RESOLUÇÃO Nº 45, DE 1963

Dá nova redação ao Titulo XIII (da Polícia da Câmara ) do Regimento Interno (Artigo 200 a 203) .

Faço saber que a Câmara dos Deputados aprovou e eu promulgo a seguinte Resolução:

Art.    Passa a ser a seguinte a redação do Titulo XIII do Regimento Interno (Da Polícia da Câmara):

“Art. 200. O policiamento do edifício da Câmara e de suas dependências externas compete, privativamente, à Mesa, sob a suprema direção do Presidente, sem intervenção de qualquer outro Poder.

Parágrafo único.
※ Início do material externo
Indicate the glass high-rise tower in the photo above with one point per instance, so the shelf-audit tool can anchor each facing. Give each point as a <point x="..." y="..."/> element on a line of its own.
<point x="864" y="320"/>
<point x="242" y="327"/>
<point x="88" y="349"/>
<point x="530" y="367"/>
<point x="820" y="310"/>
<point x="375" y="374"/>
Este serviço será feito, ordinariamente, com a polícia privativa da Câmara dos Deputados, e, se necessário, ou na falta dela, por fôrça pública e agentes da polícia comum, requisitados ao Executivo, postos à inteira e exclusiva disposição da Mesa e dirigidos por pessoa que ela designar .

Art. 201. E proibido o porte de arma, de qualquer espécie, no edifício da Câmara dos Deputados.

Art. 202. O porte de arma, de qualquer espécie, no edifício da Câmara dos deputados, constitui falta de decoro parlamentar, e como tal, punido com a perda do mandato (art. 48, parágrafo 2º da Constituição Federal).

Art. 203. A Mesa da Câmara dos Deputados designará, no inicio de cada sessão legislativa, dois de seus membros efetivos para, como corregedor e corregedor substituto, se responsabilizarem pela supervisão da proibição do porte de armas .

Parágrafo único. O poder de supervisionar inclui o de revistar e desarmar.

Art. 204 . Será permitido a qualquer pessoa, decentemente vestida, assistir das galerias ás sessões, desde que esteja desarmada e guarde o maior silêncio, sem dar qualquer sinal de aplauso, ou de reprovação, ao que se passar na Câmara.

§ 1º Haverá tribunas reservadas para senhoras, Vereadores do Distrito Federal, ex Deputados, ex-Senadores, membros do corpo diplomático e, também para os representantes da imprensa diária, das agências telegráficas e da radiodifusão préviamente autorizados pela Mesa, para o exercício de sua profissão junto á Câmara.   

§ 2º No recinto da Câmara durante as sessões, só serão admitidos os Deputados e Senadores da própria legislativa, os funcionários da Secretaria, em serviço no plenário, e, na respectiva bancada, representantes de órgãos de publicidade, devidamente autorizados.

§ 3º Os espectadores que perturbarem a sessão serão compelidos a sair, imediatamente, do edifício da Câmara.

Art. 205. Se algum Deputado cometer dentro do edifício da Câmara qualquer excesso, que deva ter repressão, a Mesa conhecerá do fato e abrirá inquérito, expondo-o à Câmara,  que deliberará a respeito em sessão secreta.

Art. 206. Quando no edifício da Câmara se cometer algum delito, realizar-se-á a prisão do criminoso, seguida de inquérito instaurado e presidido pelo diretor do serviço de segurança ou pelo Corregedor ou Corregedor Substituto.

§ 1º Serão observados no inquérito as leis de processo e os regulamentos policiais do Distrito   Federal, no que forem aplicáveis.c

§ 2º Servirá de escrivão, no inquérito, o funcionário da Secretaria designado pelo Presidente.

§ 3º O Inquérito terá rápido andamento e será enviado, com o delinqüente, á autoridade judiciária.”

Art. 2º  Os artigos 204 a 206 do Regimento Interno passarão a 207 a 209.

Art 3º Esta Resolução entrará em vigor na data de sua publicação, revogadas as disposições em contrário.

Câmara dos Deputados, 13 de dezembro de 1963.